# letter to santa mailbox, halloween style



## EMU (Dec 4, 2007)

So here's my idea, ive seen an x-mas displays with a letter to santa mailbox... so this got me thinking... yeah i know i heard you UH-OHing lol

Letters to the departed, maybe a fictional character, who knows. thats for the kids, then for parents comments and questions...

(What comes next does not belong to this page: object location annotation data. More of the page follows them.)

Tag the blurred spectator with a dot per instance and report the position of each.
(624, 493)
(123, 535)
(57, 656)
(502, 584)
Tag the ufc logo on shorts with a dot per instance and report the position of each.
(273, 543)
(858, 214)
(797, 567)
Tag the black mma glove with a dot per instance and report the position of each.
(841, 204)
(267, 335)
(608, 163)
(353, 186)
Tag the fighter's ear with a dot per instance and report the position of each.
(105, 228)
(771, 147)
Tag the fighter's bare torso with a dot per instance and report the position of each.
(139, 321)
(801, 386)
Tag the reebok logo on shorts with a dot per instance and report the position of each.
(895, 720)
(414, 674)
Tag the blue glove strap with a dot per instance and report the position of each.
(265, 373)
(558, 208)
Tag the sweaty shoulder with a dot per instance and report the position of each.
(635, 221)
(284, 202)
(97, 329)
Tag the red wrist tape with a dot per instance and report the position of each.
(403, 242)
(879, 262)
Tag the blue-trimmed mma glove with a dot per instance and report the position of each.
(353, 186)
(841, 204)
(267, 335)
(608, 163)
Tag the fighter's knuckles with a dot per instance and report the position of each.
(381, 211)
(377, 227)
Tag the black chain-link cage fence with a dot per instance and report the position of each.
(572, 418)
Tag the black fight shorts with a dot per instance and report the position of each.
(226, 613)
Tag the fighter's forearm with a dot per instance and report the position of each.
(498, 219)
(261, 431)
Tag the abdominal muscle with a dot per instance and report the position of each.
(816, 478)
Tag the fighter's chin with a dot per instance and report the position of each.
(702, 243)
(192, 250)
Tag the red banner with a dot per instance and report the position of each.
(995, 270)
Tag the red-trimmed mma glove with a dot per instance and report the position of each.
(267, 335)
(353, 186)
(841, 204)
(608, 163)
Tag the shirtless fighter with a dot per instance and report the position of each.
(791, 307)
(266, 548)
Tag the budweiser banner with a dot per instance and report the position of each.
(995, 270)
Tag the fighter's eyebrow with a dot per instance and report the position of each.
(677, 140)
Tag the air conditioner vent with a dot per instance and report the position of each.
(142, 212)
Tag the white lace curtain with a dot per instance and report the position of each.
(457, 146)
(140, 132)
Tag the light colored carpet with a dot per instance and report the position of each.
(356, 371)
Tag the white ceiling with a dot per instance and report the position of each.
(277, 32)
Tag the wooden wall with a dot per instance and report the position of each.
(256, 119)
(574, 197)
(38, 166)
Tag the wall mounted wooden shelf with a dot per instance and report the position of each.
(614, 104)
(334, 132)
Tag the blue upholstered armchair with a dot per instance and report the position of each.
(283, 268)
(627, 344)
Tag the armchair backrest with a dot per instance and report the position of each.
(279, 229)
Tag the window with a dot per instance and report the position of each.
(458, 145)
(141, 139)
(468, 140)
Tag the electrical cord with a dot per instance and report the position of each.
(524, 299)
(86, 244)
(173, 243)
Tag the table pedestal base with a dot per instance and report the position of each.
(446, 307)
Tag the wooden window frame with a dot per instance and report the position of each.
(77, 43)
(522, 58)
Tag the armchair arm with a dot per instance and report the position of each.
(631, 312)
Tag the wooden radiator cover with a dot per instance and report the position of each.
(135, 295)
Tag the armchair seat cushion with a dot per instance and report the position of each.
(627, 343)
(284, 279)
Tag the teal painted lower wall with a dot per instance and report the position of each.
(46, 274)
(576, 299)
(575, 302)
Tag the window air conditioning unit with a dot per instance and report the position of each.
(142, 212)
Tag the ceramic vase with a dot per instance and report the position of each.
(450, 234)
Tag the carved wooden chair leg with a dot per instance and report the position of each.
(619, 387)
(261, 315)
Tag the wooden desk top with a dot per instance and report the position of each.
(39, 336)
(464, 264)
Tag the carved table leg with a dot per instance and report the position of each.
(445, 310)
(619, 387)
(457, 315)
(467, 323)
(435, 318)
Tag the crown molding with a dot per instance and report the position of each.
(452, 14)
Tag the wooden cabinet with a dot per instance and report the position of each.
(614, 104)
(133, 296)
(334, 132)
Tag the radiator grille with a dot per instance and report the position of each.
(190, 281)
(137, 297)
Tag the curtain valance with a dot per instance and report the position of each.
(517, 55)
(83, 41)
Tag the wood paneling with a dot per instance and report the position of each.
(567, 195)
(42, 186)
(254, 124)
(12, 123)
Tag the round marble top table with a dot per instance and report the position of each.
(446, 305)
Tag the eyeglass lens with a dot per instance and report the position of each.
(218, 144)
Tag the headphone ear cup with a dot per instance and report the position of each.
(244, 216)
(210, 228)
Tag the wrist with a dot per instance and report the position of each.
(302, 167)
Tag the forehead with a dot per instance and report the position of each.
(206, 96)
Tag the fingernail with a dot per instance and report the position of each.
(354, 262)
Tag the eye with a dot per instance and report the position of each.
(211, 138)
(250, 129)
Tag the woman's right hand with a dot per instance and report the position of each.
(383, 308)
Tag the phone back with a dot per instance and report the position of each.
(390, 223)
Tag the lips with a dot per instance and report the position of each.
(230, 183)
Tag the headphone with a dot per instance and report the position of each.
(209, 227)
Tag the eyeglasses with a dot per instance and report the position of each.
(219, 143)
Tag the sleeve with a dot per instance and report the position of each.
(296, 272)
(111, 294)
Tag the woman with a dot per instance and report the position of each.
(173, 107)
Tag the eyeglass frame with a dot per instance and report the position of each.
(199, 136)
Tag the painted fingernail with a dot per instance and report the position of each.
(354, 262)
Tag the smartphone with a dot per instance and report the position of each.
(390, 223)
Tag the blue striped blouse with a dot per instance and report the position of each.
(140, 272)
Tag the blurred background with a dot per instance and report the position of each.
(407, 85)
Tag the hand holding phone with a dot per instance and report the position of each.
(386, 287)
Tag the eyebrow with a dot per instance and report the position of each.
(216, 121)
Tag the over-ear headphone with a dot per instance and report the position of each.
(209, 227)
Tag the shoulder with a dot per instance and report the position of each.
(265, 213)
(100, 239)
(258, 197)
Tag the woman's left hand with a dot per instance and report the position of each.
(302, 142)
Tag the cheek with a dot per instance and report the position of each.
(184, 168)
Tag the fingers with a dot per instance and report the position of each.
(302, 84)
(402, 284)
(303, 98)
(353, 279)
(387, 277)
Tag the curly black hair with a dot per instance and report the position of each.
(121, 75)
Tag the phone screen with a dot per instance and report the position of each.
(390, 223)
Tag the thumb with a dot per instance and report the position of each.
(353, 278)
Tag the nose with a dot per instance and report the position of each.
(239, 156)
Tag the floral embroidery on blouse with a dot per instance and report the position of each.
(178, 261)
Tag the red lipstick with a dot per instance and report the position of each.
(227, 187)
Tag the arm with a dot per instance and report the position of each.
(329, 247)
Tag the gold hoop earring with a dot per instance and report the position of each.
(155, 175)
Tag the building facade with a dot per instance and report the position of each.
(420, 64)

i want your opinions all of them the this sucks ones too, sooo speak your mind please. Thanks Guys
:xbones:EMU:xbones:


----------



## Lady Nyxie (Aug 30, 2006)

How about "Letters to the Great Pumpkin"?


----------



## Devils Chariot (May 23, 2007)

OMG. We had the great pumpkin visit us one year when we were kids, and we loved it so much we wanted halloween instead of christmas. That freaked out my churchy parents and that was the last time the great pumpkin ever visited. (((SIGH))).

I agree Great Pumpkin!!!


----------



## EMU (Dec 4, 2007)

ahh i like the great pumpkin.... but any other ideas guys


----------



## Monk (Aug 26, 2008)

I would go with the Great Pumpkin


----------



## Daddy's Little Corpse (Sep 7, 2006)

Great Pumpkin or not, it's a great idea.


----------



## Bilbo (Dec 13, 2007)

Letter to Jack Skellington or Oogie Boogie are the only two that come to mind...


----------



## DisneyDellsDude (Jun 23, 2008)

How about a letter to Master Gracey, the 'ghost host' at the Haunted Mansion?


----------



## Sickie Ickie (Jun 20, 2006)

guess my idea would be the great pumpkin as well.


----------



## EMU (Dec 4, 2007)

ahh tooo many great people, im a die hard of The Haunted Mansion, The NIGhtmare Before Christmas, AND charlie brown, thank you guys for all of the advice... but i ahev one character in mind but most wont get her, her name is Madam Alinda, shes the reason for my haunt name


----------



## Night Owl (Feb 28, 2008)

That's a really cool idea. I'd go with the Great Pumpkin too. You could put the box up in the middle of a "Pumpkin Patch" with a little spooky path leading up to it. Maybe have a scarecrow pointing to it, or something like that? It could be as cute or scary as you wanted it to be. I love this idea!


----------